This post is the fourth in a series exploring the history of nursing and domestic violence from the guest blogger Catherine Jacquet, Assistant Professor of History and Women’s and Gender Studies at Louisiana State University and guest curator of NLM’s exhibition Confronting Violence: Improving Women’s Lives.
During the mid-1980s nurses nationwide formally organized. Up until this time, many nurses either worked individually in their respective locations or were parts of informal networks across the country. In some instances, nurses were wholly unaware of some of the work that was transpiring in other towns and cities. When Dan Sheridan started a hospital-based family intervention program at Chicago’s Rush Presbyterian St. Luke’s Medical Center in 1986, for example, he didn’t know that medical technologist Susan Hadley had also created a similar program in Minneapolis that same year. Known as WomanKind, Hadley’s program provided education and consultation for healthcare providers and case management services for abused women. In other instances, nurses were part of informal networks of medical providers who were dedicated to the identification, treatment, and prevention of domestic violence. Jacquelyn Campbell remembers that, “along the way we were in contact with other nurses, a few around the country that were doing this. And we got in contact with [pioneer reformer and physician] Anne Flitcraft and [social worker-reformer] Evan [Stark]… There were relatively few of us back then.” Together, these pioneers would “trade ideas on how to fix the healthcare system.” These informal networks connected some of the reformers who were doing this critical work nationwide. Yet a significant shift would occur in 1985, when nurses would formally organize on the heels of a national conference on violence and health. From there, they would continue the difficult work of reforming the health care system.

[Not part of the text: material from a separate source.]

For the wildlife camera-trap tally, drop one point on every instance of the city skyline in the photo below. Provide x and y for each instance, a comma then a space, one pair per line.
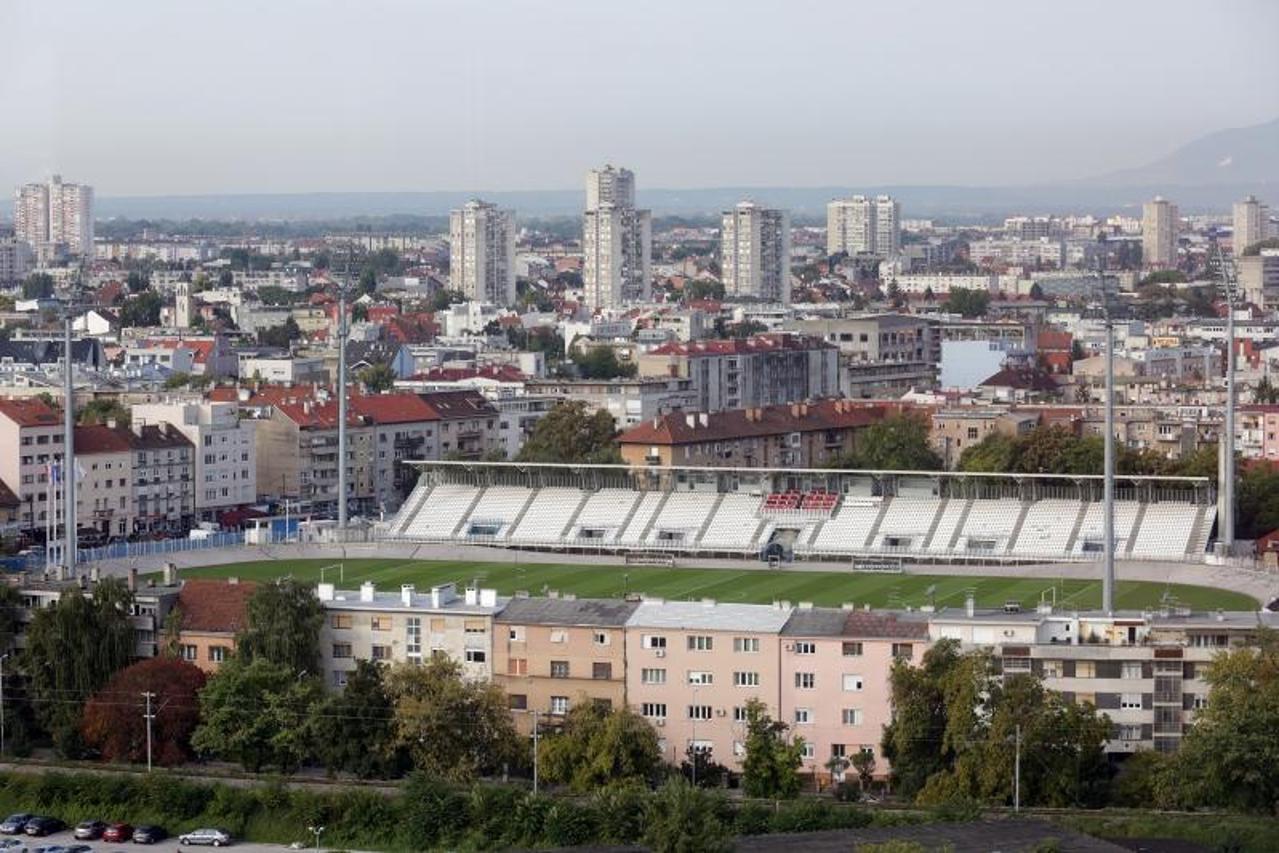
347, 125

In 1985 Surgeon General C. Everett Koop convened a workshop on Violence and Public Health. Held over three days (Oct 27–29) in Leesburg, Virginia, the workshop brought together over 150 experts from across the disciplines to discuss recommendations on the evaluation, prevention, and treatment of victims of assaultive violence, child abuse, rape and sexual assault, spouse abuse, and violence against the elderly. The significance of this gathering cannot be overstated. As reformer physician Anne Flitcraft remembered, this “unprecedented workshop… marked a turning point in public health officials’ involvement in domestic violence.” It was also critical for creating a national community of medical experts working on domestic violence. As Jacquelyn Campbell recalls, “it brought together all of us in the health field that had really started to write about this, think about it, do studies on it, care about it.”
For the twelve to fifteen nurses who attended, the Surgeon General’s workshop was particularly significant—here they formed the Nursing Network on Violence Against Women (NNVAW). This organization was the first of its kind in the country and “was formed to encourage the development of an informed nursing practice on the range of health issues relating to violence against women.” In practice, this coalition of nurses and other concerned health professionals sought to both prevent all forms of violence against women and diminish its effects on survivors. The NNVAW held the First National Nursing Conference on Violence Against Women less than a month later on Nov 1–2 at the University of Massachusetts at Amherst. Organized by Peggy Perri, RN M.Ed., and Christine King, RN, MS, the conference had 150 people in attendance and provided “a forum for nurses and other health care providers involved in the areas of woman abuse to meet, share knowledge and ideas, and gain support” for their work. The NNVAW would continue to grow over the following years. At the second conference, where Jacquelyn Campbell gave the keynote address, over 40 papers were accepted for presentation and attendance increased from 150 to 250. The organization worked to disseminate health-related information on violence against women by holding biannual conferences, publishing a directory of members, publishing a regular column in the nursing journal Response, and maintaining a list of protocols and training manuals for working with battered women in hospitals and shelters. Now connected via a national organization, nurses would continue the critical work of reforming the healthcare system.